Our tendency to typically begin with our understanding of church is exactly why I’ve written a new eBook that we are making available, One-Hour Theology. This eBook gives a brief answer to all three of these questions beginning with the gospel. Visit our resources page and grab a copy of One-Hour Theology today! Peter Drucker is credited with the statement, “Culture eats strategy for breakfast”. This statement is especially true when it relates to the church and how we approach disciple-making. Many churches have what I call a weekend only culture. This weekend only culture is when most of our energy and resources go into creating and sustaining a weekend service that attracts a large number of worshipers who mostly come merely to consume. I know this approach well. I spent most of my early church planting efforts planting this kind of church. As one of my buddies put it, “I think we planted a lot of weekend services, but I’m not sure we planted many churches”. Mike Bream sums it up well when it says, “If you make disciples, you always get the church. But if you make a church, you rarely get disciples”. This may explain why no matter what program or strategy we import into your church we fail to get the disciple-making results we desire. Is there any hope? Absolutely! One of our challenges is we often start with the wrong question, “How do we make more and better disciples?” The better question is, “How do we transition a weekend only culture to a discipleship culture?” The reality is we need to install a new disciple-making operational system. This new operational system begins with an intentional process of reshaping our culture. The process below represents a set of master tools developed by Will Mancini of Auxano. These tools are the best in class for shaping your culture. As a Lead Navigator with Auxano, I have spent the last five years mastering these tools and seeing some amazing discipleship results. Let’s take a few moments to look at them through our disciple- making lens. Rethink
We must begin by confronting the brutal facts. Do we have a disciple-making culture? Chances are you don’t, or you would know it. Matter-of-fact welcome to the club. Very few churches actually have a disciple-making culture. You may have some disciples, but are you really making more and better disciples? Why not take our simple Disciple-Making Culture Assessment. This tool will help you identify whether or not you have a disciple-making culture and where to begin your disciple-making journey. Uncover One of the keys to a disciple-making culture is to discover your unique disciple-making DNA as a church. This disciple-making DNA is informed by your unique passion, place, and people. Once you discover your DNA, it is time to replicate it in every living cell of your church by reshaping a culture that replicates your DNA. Talk Up To have a disciple-making culture, you must do a deep dive into your identity as a church and develop your disciple-making identity.
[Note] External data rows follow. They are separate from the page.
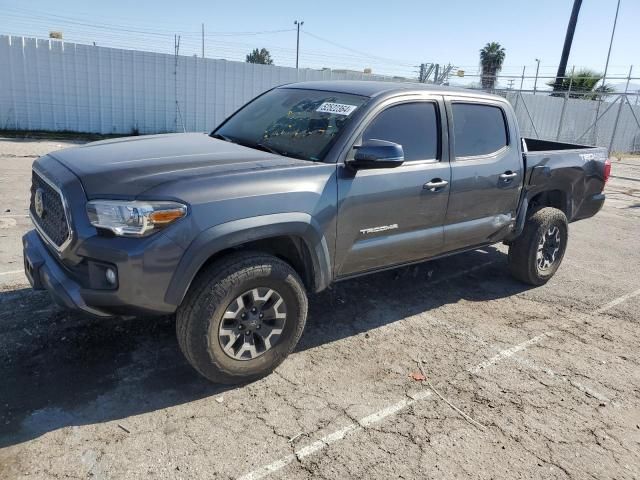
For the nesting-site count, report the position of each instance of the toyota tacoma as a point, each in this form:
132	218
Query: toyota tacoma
308	184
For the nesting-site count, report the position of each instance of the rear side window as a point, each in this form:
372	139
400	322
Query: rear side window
412	125
478	129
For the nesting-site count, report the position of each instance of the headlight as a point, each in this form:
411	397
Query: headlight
133	219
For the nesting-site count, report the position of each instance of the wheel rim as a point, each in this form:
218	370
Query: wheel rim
548	249
252	323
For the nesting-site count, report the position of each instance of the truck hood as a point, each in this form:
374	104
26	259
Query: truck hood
127	167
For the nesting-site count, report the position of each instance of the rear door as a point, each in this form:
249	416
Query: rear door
486	172
389	216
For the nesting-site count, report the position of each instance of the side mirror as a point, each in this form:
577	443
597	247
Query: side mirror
377	154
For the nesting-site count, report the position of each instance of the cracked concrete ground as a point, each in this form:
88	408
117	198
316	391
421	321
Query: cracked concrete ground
552	372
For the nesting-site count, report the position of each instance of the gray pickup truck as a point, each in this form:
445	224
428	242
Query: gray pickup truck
305	185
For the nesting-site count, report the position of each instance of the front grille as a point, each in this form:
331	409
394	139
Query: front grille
49	215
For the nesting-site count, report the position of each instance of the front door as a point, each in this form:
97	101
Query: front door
390	216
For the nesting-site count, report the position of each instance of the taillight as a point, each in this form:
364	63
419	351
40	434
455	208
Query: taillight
607	170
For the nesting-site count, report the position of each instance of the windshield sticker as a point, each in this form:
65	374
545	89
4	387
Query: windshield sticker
336	108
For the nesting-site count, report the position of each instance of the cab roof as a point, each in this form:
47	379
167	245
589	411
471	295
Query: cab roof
370	88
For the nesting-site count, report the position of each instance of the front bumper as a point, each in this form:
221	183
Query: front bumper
144	275
44	273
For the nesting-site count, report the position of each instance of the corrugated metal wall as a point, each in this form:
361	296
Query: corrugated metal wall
57	86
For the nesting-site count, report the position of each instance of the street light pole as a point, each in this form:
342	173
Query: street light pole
535	82
299	24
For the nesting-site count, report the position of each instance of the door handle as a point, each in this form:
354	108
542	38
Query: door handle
435	184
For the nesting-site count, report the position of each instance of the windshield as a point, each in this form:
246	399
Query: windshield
292	122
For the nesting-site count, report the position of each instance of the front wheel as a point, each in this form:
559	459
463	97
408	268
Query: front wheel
534	257
241	318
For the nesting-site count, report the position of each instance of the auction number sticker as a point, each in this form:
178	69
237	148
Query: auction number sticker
336	108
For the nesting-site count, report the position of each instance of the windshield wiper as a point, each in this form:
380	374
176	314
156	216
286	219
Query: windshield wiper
268	148
220	136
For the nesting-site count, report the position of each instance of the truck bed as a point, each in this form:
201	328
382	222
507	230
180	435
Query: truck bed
573	175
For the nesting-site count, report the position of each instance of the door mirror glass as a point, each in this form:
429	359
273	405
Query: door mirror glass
377	154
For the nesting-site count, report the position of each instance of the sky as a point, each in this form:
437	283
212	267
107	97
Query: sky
392	38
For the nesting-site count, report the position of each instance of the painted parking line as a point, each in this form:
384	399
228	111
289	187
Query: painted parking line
336	436
369	420
12	272
509	352
617	301
397	407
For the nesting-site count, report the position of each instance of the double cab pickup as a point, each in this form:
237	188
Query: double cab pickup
308	184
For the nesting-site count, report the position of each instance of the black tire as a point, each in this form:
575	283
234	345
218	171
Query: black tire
524	263
199	317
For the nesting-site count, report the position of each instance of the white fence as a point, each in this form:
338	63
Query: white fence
58	86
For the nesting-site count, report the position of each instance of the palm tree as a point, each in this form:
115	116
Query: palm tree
583	84
491	60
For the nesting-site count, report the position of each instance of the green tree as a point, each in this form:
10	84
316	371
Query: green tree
584	84
261	56
491	60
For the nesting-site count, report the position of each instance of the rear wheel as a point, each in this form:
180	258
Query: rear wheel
241	318
534	257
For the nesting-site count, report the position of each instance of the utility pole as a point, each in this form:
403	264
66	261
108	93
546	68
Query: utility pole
566	49
299	24
613	32
604	75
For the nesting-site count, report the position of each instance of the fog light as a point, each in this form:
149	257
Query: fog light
110	274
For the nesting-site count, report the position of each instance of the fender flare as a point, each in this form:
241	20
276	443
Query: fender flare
237	232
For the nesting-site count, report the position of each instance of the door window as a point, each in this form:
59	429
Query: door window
478	129
412	125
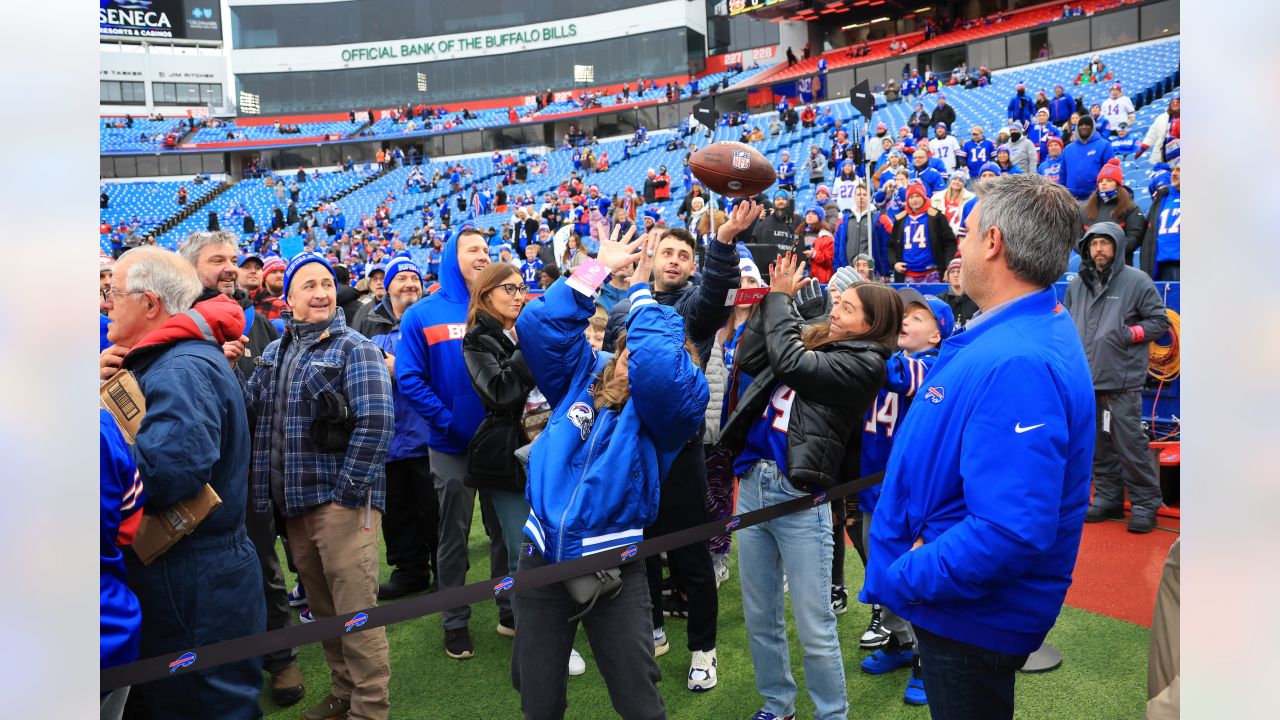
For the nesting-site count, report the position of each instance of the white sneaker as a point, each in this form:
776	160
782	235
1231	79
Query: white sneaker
720	563
702	670
659	642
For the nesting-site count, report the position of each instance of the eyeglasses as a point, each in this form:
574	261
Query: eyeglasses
513	290
108	292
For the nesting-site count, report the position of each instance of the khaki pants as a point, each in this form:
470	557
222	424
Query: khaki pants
337	560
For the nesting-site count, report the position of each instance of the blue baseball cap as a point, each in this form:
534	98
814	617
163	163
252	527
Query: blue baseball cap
940	310
296	264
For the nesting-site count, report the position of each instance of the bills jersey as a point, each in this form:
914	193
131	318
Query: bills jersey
1169	233
904	377
529	270
1118	109
844	194
946	151
977	154
767	440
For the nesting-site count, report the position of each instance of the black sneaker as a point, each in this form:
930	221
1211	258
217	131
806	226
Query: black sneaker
1096	514
401	586
675	606
1142	524
457	643
876	634
839	598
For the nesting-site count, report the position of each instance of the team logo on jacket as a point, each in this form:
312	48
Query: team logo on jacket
357	620
183	660
583	417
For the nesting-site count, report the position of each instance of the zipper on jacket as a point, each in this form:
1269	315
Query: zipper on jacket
560	540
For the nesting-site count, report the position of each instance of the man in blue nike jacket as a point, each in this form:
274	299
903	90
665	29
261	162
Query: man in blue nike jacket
978	525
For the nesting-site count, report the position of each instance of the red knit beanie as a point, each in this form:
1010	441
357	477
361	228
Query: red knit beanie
1112	171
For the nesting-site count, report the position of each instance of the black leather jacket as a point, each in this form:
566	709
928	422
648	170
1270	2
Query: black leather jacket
503	382
835	384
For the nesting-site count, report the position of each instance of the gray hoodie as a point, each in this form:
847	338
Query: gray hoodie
1106	309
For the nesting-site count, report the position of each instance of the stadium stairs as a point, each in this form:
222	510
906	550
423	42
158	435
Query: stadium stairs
188	210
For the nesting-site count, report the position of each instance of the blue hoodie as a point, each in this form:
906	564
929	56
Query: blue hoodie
122	499
429	368
1083	160
594	475
991	469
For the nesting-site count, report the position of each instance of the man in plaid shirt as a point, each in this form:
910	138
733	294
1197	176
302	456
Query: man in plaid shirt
330	488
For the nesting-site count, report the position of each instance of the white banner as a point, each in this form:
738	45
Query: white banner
535	36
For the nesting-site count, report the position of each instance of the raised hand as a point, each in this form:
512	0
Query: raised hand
786	276
644	267
745	212
616	254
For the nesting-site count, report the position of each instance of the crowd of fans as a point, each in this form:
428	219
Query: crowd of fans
351	388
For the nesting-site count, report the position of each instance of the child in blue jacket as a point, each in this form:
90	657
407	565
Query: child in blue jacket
594	475
927	322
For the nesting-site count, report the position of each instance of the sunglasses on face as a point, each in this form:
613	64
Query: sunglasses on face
513	290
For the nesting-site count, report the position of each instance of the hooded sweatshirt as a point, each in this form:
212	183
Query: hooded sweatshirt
1082	160
191	438
429	369
1116	314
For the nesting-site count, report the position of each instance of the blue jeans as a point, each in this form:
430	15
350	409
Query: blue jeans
967	682
512	510
801	546
205	589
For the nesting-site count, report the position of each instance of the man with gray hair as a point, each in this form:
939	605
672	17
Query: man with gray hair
214	255
193	593
978	524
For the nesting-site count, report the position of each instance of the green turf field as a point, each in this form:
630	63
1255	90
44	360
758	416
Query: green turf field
1104	673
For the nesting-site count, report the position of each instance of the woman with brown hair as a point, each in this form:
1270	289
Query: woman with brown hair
796	433
1112	201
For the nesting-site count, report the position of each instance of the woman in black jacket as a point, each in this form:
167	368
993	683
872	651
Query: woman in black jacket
795	432
503	383
1114	203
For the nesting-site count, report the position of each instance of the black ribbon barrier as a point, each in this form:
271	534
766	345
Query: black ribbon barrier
324	628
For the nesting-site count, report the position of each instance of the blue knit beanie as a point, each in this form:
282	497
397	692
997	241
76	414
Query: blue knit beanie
296	264
401	264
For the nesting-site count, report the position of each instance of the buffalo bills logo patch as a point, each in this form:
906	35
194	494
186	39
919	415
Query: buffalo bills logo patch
357	620
583	418
183	660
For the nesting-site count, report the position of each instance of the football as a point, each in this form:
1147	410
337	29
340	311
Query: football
732	169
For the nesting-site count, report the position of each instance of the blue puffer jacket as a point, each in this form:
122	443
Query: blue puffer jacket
594	474
411	429
991	469
429	368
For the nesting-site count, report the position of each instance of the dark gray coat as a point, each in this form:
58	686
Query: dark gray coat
1106	306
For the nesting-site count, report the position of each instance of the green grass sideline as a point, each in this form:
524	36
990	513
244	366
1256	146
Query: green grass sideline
1104	673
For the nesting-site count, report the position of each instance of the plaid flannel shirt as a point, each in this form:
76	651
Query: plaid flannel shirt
344	361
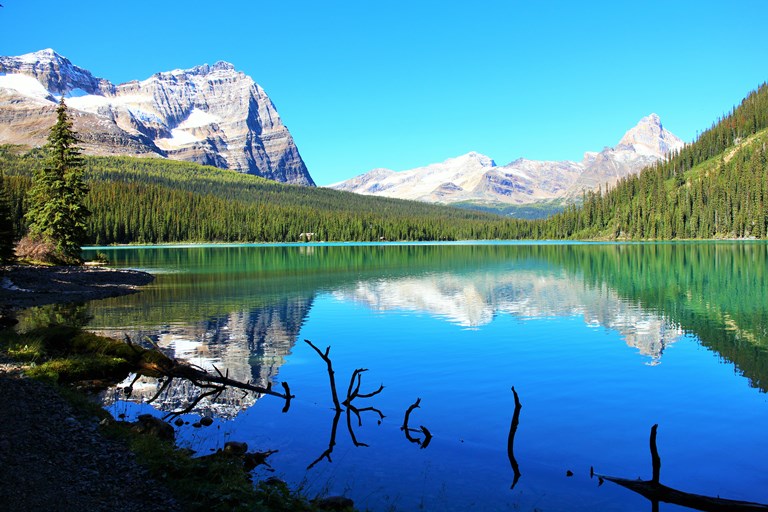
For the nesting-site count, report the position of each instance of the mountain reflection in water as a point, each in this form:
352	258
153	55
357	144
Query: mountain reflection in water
458	325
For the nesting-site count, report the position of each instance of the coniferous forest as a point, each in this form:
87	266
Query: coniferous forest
716	187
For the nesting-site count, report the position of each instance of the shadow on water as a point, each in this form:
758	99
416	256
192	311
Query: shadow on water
655	492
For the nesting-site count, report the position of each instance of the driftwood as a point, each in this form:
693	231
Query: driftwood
153	363
654	491
353	392
423	443
511	439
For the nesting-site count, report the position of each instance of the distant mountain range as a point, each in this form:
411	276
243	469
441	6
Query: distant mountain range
475	178
212	115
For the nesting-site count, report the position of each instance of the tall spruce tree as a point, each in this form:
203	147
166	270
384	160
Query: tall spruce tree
7	234
57	214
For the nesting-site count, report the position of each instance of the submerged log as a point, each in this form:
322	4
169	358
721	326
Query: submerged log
656	492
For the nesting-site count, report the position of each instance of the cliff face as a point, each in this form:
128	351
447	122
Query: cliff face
212	115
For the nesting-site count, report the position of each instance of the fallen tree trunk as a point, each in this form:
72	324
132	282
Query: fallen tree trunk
656	492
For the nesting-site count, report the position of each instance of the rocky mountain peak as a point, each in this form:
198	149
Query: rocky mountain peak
55	72
475	178
212	115
472	157
649	137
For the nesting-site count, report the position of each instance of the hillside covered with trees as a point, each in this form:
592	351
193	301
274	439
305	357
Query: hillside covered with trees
146	200
716	187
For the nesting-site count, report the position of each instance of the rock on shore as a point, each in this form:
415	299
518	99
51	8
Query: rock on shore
23	286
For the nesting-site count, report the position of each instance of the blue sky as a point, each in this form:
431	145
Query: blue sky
400	84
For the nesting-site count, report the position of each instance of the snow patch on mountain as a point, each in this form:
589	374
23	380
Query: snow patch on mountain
212	115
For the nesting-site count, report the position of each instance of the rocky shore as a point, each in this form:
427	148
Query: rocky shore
23	286
52	458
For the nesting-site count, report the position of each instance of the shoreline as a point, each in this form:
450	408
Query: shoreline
25	286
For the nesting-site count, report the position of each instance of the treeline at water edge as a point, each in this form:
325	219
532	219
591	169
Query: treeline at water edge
145	200
716	187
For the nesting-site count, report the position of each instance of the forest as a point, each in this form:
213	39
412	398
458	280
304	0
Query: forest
715	187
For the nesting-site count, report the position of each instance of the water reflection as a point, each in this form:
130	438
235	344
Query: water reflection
457	326
242	308
250	345
473	300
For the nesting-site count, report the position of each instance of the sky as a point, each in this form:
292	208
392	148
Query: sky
401	84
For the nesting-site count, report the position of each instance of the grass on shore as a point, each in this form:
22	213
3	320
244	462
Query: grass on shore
64	356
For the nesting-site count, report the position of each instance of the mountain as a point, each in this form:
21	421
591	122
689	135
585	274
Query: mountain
715	187
212	115
476	178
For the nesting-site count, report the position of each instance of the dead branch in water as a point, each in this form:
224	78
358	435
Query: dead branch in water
153	363
656	492
423	443
511	438
331	378
353	392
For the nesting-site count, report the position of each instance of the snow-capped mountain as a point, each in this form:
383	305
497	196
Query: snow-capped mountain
476	178
212	115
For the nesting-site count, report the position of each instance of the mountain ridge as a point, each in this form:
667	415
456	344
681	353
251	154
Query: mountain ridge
475	177
213	115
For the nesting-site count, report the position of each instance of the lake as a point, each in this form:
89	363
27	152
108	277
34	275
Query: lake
600	341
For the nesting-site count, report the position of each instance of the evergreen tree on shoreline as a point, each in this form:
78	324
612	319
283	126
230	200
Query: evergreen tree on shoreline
57	214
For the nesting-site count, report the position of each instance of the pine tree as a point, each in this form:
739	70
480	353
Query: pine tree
57	214
7	234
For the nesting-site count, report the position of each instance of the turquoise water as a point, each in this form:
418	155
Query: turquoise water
601	341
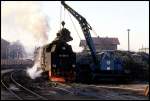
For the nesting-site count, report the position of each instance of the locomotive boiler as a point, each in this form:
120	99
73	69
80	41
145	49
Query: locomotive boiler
58	58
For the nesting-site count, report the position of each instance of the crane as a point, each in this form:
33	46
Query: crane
85	29
104	63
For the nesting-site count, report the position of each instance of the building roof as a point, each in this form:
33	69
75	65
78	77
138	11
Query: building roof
102	41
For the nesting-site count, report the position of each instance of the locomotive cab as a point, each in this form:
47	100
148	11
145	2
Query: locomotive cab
59	59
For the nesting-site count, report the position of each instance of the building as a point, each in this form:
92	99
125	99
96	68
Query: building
146	50
102	43
4	49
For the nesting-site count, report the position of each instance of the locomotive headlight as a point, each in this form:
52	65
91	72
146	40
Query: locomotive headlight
63	48
73	65
54	65
108	62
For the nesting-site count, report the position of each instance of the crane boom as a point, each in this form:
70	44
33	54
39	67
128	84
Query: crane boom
86	30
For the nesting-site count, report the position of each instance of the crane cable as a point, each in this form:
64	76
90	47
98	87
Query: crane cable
76	30
60	15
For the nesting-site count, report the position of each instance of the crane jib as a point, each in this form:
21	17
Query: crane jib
86	30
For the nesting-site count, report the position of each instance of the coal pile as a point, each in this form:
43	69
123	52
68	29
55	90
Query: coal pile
137	63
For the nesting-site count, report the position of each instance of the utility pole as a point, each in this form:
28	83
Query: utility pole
128	40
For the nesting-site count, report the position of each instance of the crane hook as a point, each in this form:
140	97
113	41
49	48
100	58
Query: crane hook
63	23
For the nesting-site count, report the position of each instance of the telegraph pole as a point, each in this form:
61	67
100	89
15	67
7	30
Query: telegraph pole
128	40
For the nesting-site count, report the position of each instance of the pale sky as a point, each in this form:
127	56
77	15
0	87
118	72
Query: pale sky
107	18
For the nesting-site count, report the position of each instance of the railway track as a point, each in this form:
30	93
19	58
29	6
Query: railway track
23	92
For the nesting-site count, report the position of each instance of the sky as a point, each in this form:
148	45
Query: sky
107	18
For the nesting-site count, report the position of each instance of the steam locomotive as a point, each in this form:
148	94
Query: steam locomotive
58	59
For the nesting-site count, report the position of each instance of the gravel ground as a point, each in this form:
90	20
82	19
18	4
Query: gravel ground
85	92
Here are some key questions you need to ask:
If you, your leadership, and the entire church can’t answer these questions, you probably have an identity issue. Go Ahead Once you have developed your identity it time to discover your disciple-making dream. Ultimately, where is God taking you collectively on this disciple-making journey? What is our disciple-making dream? Once you understand God’s dream for you as a church, you can then and only then begin developing a tactical plan to accomplish that dream. Live Out Culture is the set of shared attitudes, values, goals, and practices that characterizes an organization. Key to developing a disciple-making culture is the intentional integration of disciple-making from the top-down and the inside-out. For a disciple-making culture to replicate throughout an organization, there must be deep ownership and buy-in at the senior staff level, leader level, and ultimately member and attender level. This kind of integration must be intentional and takes time. Here are my observations...many leaders default to what we call generic vision. Generic vision is akin to having no vision at all. There are several different types of generic vision. They all take a kind of general tone like love God and love people, reach more people, or go make disciples.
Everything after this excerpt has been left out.